They both turned to look at me. “Who?” said Lenore, and Nick said, with a certain amount of relief in his voice: “Fezkul. That’s what she said. I couldn’t make it out. You got a good ear, bro
.”
“Fezkul,” said Lenore. “It’s probably some character off the Cartoon Network. Or out of one of your Dungeons and Dragons books.” Lenore was forever dissing my Dungeons and Dragons books. “Kids.”
“Sure.” I nodded like I agreed with her, but I didn’t buy it for a second. I couldn’t get the picture of that weird kid with the creepy smile out of my mind. That kid was no cartoon character.
“I got to go to the bathroom,” I said.
“All right,” said Lenore. “But don’t take too long. Tomorrow’s a school day.”
“Do what you got to do, bro,” said Nick as I got up and hurried off to the main building.

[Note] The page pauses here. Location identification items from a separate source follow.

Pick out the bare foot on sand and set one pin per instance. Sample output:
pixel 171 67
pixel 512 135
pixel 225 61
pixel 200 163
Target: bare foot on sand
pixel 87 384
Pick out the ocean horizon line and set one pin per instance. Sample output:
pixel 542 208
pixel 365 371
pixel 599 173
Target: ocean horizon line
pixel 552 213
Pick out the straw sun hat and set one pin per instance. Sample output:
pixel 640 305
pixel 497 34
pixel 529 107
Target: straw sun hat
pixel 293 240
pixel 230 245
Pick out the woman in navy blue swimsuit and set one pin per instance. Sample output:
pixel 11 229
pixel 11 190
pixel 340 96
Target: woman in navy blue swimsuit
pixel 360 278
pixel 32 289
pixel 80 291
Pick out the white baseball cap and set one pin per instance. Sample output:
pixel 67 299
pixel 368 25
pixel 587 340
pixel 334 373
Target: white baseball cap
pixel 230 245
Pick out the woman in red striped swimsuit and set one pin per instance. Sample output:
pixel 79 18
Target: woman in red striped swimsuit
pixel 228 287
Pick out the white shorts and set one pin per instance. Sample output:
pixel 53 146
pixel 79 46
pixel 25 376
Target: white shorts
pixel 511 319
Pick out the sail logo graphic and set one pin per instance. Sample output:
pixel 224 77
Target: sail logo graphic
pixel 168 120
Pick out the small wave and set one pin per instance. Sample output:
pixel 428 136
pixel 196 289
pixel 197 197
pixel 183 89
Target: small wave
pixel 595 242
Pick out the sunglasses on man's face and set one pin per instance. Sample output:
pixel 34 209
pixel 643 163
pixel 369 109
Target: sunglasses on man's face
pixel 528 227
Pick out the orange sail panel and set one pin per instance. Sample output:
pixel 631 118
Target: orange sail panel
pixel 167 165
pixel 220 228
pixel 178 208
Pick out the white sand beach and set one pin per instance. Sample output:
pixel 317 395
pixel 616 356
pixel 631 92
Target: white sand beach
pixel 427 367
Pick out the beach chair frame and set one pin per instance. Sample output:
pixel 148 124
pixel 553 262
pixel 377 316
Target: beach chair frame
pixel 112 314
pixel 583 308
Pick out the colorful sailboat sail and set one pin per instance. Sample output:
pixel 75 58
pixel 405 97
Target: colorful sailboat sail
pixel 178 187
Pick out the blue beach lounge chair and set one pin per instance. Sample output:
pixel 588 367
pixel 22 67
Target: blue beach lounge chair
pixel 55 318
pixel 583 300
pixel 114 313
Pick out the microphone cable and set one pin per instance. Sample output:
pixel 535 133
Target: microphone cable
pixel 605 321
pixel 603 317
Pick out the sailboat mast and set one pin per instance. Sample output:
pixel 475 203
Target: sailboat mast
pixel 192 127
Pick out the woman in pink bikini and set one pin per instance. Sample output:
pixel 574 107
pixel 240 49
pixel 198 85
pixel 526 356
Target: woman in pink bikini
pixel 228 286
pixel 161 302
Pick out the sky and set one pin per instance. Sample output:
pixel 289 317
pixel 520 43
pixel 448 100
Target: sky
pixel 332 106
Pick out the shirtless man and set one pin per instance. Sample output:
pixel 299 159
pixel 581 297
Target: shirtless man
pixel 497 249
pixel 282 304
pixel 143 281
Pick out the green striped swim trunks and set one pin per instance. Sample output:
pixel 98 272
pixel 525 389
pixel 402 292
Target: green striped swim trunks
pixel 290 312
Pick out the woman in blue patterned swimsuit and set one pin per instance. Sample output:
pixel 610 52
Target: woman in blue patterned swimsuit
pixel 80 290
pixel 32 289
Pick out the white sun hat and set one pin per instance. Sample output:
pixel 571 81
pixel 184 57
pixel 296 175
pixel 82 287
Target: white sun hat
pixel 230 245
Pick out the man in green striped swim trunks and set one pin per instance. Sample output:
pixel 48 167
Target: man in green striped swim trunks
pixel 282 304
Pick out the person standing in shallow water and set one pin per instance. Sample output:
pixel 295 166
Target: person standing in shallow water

I didn’t have to do anything, at least not in the bathroom. But I did have to go. There was something about that kid Fezkul; something about his voice, those teeth. I figured it must have been an optical illusion, those rows of shark teeth, but still . . .
I was having what my dad called a curiosity attack. Ever since I was two, these attacks would come on with varying intensity and they would cause me to do all sorts of things which, looking back, seemed pretty stupid: climbing telephone poles; sticking my head through metal grating; one time, eating a bug. Dad told me that this curiosity disease would — how did he put it? — “Doom you to a life of journalism” (which is what he did before he quit the newspaper and went into web design) “if it doesn’t get you killed first.”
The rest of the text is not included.